McMaster LibGuides: Data Visualization Guide: Introduction

What is Data Visualization?

Data Visualization is a broad term for things that uses graphical or pictorial representations of data for exploration, and communication . It is the graphic representation of information and data, by using charts, graphs, maps etc. There are two general umbrellas for types of visualizations: exploration and communication.

Exploration: Analysis and Modelling

These types of visualizations are intended to allow the user to develop hypotheses about the patterns in the data. The user can visually explore and identify trends in the data, notice relationships between different data variables, the overall structures, anomalies and outliers and look at the distribution of the data values overall to enable further data analysis and gain insights about the data.

Communication: Description and Presentation

These types of visualizations present already known data in a visual form allows patterns of large quantities of information to be seen and understood. This allows for relevant findings or key insights of the data analysis already done in a way that is easily understood by the audience.

The benefits of both types of visualizations is most evident when it is used at a large scale as these forms allow for patterns of large quantities of information to be seen and understood.

These definitions are adapted from "Visualization and Interpretation" by Johanna Drucker.

Why Use Data Visualizations?

We have a huge capacity to take things in visually and slot them into our brains, so it’s a way to get a lot of data and understand it quickly. Furthermore, it’s a great tool for spotting trends, and outliers and it's a great tool for exploring relationships and prompting further questions.

Anscombe's Quartet

Anscombe’s Quartet can be defined as a group of four data sets which are nearly identical in simple descriptive statistics, but there are some peculiarities in the dataset that fools the regression model if built. They have very different distributions and appear differently when plotted on scatter plots.

It was constructed in 1973 by statistician Francis Anscombe to illustrate the importance of plotting the graphs before analyzing and model building, and the effect of other observations on statistical properties.There are these four data set plots which have nearly same statistical observations, which provides same statistical information that involves variance, and mean of all x,y points in all four datasets.

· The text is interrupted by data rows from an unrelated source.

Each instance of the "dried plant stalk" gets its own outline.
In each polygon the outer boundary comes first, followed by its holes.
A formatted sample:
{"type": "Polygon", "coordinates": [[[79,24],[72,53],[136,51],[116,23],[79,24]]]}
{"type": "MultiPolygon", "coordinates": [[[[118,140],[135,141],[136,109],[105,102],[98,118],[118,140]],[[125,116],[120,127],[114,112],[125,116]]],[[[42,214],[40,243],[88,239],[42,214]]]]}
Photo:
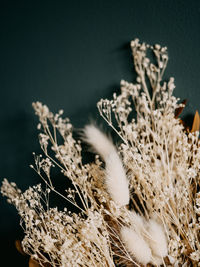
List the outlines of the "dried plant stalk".
{"type": "Polygon", "coordinates": [[[163,81],[166,47],[135,39],[131,49],[136,82],[121,81],[119,95],[97,104],[121,143],[115,146],[94,125],[84,130],[82,140],[100,155],[95,162],[83,164],[81,142],[73,138],[62,110],[54,115],[46,105],[33,103],[43,156],[34,155],[31,167],[45,186],[22,193],[4,179],[1,187],[22,218],[22,246],[32,263],[200,266],[199,115],[191,132],[178,118],[185,102],[178,104],[173,96],[174,78],[163,81]],[[72,183],[66,194],[54,186],[53,167],[72,183]],[[51,192],[66,201],[63,211],[49,207],[51,192]]]}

This tells us about the importance of visualising the data before applying various algorithms to build models out of them. These graphs suggest that the data features must be plotted in order to see the distribution of the samples that can help you identify the various anomalies present in the data like outliers, diversity of the data, linear separability of the data, etc. In the visualizations you can see how the linear regression is only useful for data with linear relationships and is inaccurate when working with other kinds of datasets.